Monday, 14 November 2011

Public Reporting of Outcomes - History, Ethics, Keogh and the NHS Reforms


I recently posted why I felt that reporting of the outcomes of an individual clinician was wrong. I believe very strongly however in the principle of outcomes reporting.

The first person to advocate the reporting of outcomes was an American Surgeon in 1910. His name was Ernest Codman (picture) and he worked in Boston. His words were quite prophetic


So I am called eccentric for saying in public that hospitals,
if they wish to be sure of improvement:
must find out what their results are
must analyze their results . . .
must compare their results with those of other hospitals
must welcome publicity not only for their successes, but
for their errors
Such opinions will not be eccentric a few years hence


It has taken several decades for his words to be heeded and then by American cardiac surgeons in New York state.
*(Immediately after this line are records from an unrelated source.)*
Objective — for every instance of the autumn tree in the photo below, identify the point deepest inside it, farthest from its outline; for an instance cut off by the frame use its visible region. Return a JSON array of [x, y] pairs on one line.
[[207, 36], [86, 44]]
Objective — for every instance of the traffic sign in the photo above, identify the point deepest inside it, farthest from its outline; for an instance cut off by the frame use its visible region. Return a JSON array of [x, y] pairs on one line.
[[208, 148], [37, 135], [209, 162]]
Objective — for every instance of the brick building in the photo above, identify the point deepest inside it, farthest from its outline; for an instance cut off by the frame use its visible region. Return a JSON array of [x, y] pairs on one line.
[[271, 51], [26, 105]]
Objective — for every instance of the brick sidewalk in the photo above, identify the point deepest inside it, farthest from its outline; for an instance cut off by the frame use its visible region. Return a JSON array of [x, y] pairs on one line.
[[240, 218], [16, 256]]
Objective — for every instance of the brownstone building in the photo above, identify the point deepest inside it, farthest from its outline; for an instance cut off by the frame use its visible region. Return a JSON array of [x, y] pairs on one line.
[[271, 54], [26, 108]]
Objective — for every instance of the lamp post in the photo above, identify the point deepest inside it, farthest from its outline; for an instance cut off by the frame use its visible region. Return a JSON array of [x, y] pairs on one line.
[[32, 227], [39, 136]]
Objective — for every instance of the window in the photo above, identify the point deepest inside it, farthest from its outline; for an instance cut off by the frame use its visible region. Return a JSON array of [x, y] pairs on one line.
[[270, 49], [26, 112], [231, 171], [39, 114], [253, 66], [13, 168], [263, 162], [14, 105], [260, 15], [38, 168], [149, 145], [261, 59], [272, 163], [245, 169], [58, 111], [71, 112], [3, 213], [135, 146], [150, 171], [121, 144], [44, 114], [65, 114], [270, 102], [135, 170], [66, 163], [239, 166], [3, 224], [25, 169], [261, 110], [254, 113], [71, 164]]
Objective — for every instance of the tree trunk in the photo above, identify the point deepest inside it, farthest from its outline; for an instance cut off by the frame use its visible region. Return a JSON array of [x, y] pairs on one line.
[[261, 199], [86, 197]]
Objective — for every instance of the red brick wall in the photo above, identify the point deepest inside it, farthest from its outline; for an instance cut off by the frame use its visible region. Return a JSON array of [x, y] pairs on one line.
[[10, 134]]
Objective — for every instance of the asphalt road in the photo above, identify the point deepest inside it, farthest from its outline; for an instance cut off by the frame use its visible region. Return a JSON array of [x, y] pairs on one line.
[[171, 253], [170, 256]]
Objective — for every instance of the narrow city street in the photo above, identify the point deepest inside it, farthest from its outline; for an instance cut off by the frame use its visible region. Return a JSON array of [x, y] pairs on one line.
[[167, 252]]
I have embedded this recent supplement article published in the Annals of Thoracic Surgery. This journal is the main publication of the STS (Society of Thoracic Surgeons) , one of the 2 main Cardiothoracic Association in America. It is heavy going in places but is a good description of the history, ethics and philosophy of outcomes reporting.  I think it is gracious of the authors of this article to mention the efforts of British Cardiac surgeons. 
It is the efforts of the STS that Bruce Keogh, current medical director of the NHS and ex cardiac surgeon, has been trying to emulate on a grand scale. These ideas form a lot of the basis of what is in the mind of Andrew Lansley and the current planned NHS reforms.